Shares of Valeant Pharmaceuticals International Inc., which is attempting to take over Irvine-based Allergan Inc., fell sharply today after it cut its 2014 and 2015 profit forecasts.

Valeant’s stock was down as much as 10% before recovering a bit. Shares were down 7% in midday trading to a market value of $39.2 billion.

More than 8 million shares have traded so far, more than twice the recent average.

Valeant remains intent on buying Allergan, Chief Executive J. Michael Pearson said on a conference call with analysts and investors.

Allergan has rejected Valeant’s hostile offers, saying they would hurt its growth and aren’t in the best interest of its shareholders.

Allergan shares were down 4% to a market value of $49.2 billion.

The Canada-based drug maker said it now expected an adjusted profit of $2.7 billion to $$2.8 billion on revenue of $8 billion to $8.3 billion for 2014.

Valeant previously forecast 2014 profit of $2.9 billion to $3 billion on revenue of $8.3 billion to $8.7 billion.
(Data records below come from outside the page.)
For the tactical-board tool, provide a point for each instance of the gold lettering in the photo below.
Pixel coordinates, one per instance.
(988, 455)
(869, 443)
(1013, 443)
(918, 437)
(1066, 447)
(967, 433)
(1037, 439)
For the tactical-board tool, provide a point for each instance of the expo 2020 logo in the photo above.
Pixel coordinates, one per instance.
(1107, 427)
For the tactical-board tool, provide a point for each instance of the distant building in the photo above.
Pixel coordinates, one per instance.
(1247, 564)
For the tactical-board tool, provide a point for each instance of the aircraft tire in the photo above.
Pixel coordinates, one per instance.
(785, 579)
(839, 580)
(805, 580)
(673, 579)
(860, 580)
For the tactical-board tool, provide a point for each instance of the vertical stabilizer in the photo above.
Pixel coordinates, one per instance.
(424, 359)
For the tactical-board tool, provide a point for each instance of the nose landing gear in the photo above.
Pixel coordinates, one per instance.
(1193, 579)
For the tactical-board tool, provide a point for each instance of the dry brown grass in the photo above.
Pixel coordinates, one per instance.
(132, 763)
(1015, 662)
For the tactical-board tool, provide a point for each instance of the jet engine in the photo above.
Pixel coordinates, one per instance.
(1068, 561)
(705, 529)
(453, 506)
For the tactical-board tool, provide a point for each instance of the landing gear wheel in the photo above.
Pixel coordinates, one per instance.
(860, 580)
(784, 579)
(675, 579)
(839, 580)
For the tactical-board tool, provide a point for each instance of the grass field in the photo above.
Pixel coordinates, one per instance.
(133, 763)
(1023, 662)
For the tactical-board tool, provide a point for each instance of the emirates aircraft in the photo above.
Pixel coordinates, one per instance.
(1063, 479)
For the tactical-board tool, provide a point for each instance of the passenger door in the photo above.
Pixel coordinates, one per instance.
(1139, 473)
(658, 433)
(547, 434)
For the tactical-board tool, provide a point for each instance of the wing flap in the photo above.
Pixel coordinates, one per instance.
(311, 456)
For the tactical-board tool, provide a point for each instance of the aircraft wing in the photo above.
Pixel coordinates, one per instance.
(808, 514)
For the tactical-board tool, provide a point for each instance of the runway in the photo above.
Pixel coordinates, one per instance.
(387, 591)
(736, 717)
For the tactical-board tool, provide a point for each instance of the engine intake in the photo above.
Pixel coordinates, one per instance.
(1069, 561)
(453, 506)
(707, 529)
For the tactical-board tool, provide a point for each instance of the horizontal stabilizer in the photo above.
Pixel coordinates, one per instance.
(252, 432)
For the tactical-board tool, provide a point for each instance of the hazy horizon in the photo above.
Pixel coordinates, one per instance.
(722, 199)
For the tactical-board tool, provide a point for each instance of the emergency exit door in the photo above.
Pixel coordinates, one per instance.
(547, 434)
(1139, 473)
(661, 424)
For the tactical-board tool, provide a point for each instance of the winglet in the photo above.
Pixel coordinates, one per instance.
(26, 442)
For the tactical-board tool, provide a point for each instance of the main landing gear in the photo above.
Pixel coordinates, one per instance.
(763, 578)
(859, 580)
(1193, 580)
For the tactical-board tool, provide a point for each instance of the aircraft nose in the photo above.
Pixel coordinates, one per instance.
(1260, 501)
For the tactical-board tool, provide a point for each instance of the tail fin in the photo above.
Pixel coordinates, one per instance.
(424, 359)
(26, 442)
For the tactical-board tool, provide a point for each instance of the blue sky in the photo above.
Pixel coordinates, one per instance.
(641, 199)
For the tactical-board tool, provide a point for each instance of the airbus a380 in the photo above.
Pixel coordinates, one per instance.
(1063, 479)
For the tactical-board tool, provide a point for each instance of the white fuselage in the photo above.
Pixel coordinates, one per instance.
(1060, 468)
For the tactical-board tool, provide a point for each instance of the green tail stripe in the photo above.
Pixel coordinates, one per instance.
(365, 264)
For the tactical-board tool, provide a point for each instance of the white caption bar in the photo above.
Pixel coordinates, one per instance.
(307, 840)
It said that it lowered its forecast to reflect the sale earlier this month of rights to some of its injectable facial products to Nestle SA for $1.4 billion.

Valeant said that it expects an adjusted profit of $3.3 billion for 2015, below the average analyst forecast of $3.6 billion. The company forecast revenue of $9.3 billion.

Valeant’s adjusted profit for the second quarter was up 43% to $651 million, slightly above analyst forecasts of $648.5 million.

Second-quarter revenue rose 86% to $2.04 billion, in line with Wall Street.